Trotz gebotener Kürze holt Schroedter weit aus: Mit anschaulichen Beispielen aus dem 15.Jahrhundert räumt
er auf mit der Mär, bei der "Globalisierung" handele es sich um ein ganz und gar neues Phänomen. Sein historischer Blick erlaubt es ihm auch, viel deutlicher
noch als an aktuellen Beispielen die militärische Komponente der Handelspolitik aufzuzeigen.

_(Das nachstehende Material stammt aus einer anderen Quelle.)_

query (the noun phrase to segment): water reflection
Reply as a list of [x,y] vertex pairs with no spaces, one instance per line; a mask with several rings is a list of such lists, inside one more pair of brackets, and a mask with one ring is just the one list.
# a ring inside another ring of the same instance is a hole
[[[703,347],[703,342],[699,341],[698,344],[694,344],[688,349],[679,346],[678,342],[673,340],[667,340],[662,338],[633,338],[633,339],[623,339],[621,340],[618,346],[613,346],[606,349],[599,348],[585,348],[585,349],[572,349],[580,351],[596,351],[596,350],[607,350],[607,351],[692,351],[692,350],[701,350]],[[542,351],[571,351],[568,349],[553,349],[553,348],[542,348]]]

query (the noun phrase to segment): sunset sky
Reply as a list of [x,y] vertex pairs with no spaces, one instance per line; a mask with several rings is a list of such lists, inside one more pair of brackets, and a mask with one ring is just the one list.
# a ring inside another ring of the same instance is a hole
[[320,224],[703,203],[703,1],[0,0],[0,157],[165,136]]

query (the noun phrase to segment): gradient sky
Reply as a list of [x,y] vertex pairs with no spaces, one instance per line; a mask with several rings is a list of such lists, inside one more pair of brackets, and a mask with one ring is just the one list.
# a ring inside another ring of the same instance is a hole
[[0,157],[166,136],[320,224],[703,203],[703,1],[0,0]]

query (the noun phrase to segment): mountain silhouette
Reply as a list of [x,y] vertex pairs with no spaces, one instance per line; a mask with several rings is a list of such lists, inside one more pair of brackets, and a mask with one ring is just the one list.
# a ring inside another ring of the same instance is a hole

Am Anfang des Buches macht der Autor neben technischen Entwicklungen ein konstituierendes Merkmal der
Weltwirtschaftsordnung seit ihrem Bestehen aus: die Ausbeutung der Ware Arbeitskraft und die Unterdrückung des Menschen durch den Menschen. Früher war es die
Sklaverei, dann die sog. Kulis und später die Lohnarbeit, die mit ihren Zwangsarbeitsmodellen in den faschistischen Gesellschaftssystemen des 20.Jahrhunderts die Arbeiterklasse
auspresste. Mit diesem zentralen Punkt hebt er sich erfrischend von denen ab, die viel schreiben, ohne den Kern des Problems zu erfassen.
Um so bedauerlicher ist es, dass der Autor der bisher offensivsten Gegenwehr gegen diese über die Jahrhunderte
entstehende Weltwirtschaftsordnung keine Zeile widmet: Die russische Oktoberrevolution war das herausragende historische Ereignis des 20.Jahrhunderts. Die Instrumente des Kalten
Krieges, die später von den im Kampf gegen die Achsenmächte siegreichen Alliierten entwickelt wurden, dienen bis heute als wesentliche Institutionen der kapitalistischen
Weltwirtschaftsordnung.
Mit der knapp und trefflich beschriebenen Rolle der sog. Institutionen von Bretton Woods Internationalen
Währungsfonds und Weltbank findet auch Thomas Schroedter wieder zum Lauf der Geschichte zurück. Auch dem oftmals naiven Blick vieler
Nichtregierungsorganisationen auf die UNO hält der Autor faktenreiches Material entgegen.
Wenn aufgrund der vorgegebenen Kürze einige Aspekte unter den Tisch fallen mussten, ist es dem Autor doch
gelungen, eine strukturierte und didaktisch gut aufgebaute Lektüre zu produzieren, die auch Neueinsteigern einen fast umfassenden Problemaufriss bietet.